🤖 AI Summary
Existing video-based deep learning models for cardiac amyloidosis (CA) classification often rely on non-clinically relevant regions in echocardiographic videos, undermining clinical interpretability and robustness.
Method: We propose an anatomy-constrained Video Transformer framework: (1) dynamically generating myocardial masks from endo- and epicardial point clouds to extract only myocardial image patches and corresponding deformation points as tokens; (2) embedding this anatomical prior into the masked autoencoder (MAE) pretraining objective to enforce focus on pathologically relevant myocardial motion patterns; and (3) leveraging attention visualization to spatially localize decision evidence exclusively within the myocardium.
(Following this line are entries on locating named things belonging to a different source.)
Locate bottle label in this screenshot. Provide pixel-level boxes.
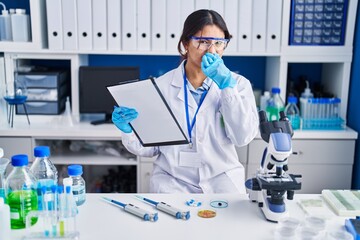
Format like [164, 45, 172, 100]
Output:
[266, 106, 285, 121]
[72, 185, 85, 205]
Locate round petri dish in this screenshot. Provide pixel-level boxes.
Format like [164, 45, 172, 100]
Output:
[326, 230, 354, 240]
[198, 209, 216, 218]
[210, 199, 229, 208]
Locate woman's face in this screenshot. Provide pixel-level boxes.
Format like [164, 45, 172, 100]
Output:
[185, 25, 225, 68]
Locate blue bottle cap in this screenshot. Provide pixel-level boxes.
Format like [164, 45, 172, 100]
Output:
[271, 87, 280, 93]
[34, 146, 50, 157]
[288, 96, 297, 104]
[68, 164, 83, 176]
[11, 154, 29, 167]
Results: Our method achieves significantly higher CA classification accuracy than full-video Transformers and—crucially—enables the first dynamic, anatomy-aware, and spatially grounded model interpretation. It thus delivers both improved diagnostic performance and enhanced clinical trustworthiness through interpretable, myocardium-specific reasoning.
📝 Abstract
Cardiac amyloidosis (CA) is a rare cardiomyopathy, with typical abnormalities in clinical measurements from echocardiograms such as reduced global longitudinal strain of the myocardium. An alternative approach for detecting CA is via neural networks, using video classification models such as convolutional neural networks. These models process entire video clips, but provide no assurance that classification is based on clinically relevant features known to be associated with CA. An alternative paradigm for disease classification is to apply models to quantitative features such as strain, ensuring that the classification relates to clinically relevant features. Drawing inspiration from this approach, we explicitly constrain a transformer model to the anatomical region where many known CA abnormalities occur -- the myocardium, which we embed as a set of deforming points and corresponding sampled image patches into input tokens. We show that our anatomical constraint can also be applied to the popular self-supervised learning masked autoencoder pre-training, where we propose to mask and reconstruct only anatomical patches. We show that by constraining both the transformer and pre-training task to the myocardium where CA imaging features are localized, we achieve increased performance on a CA classification task compared to full video transformers. Our model provides an explicit guarantee that the classification is focused on only anatomical regions of the echo, and enables us to visualize transformer attention scores over the deforming myocardium.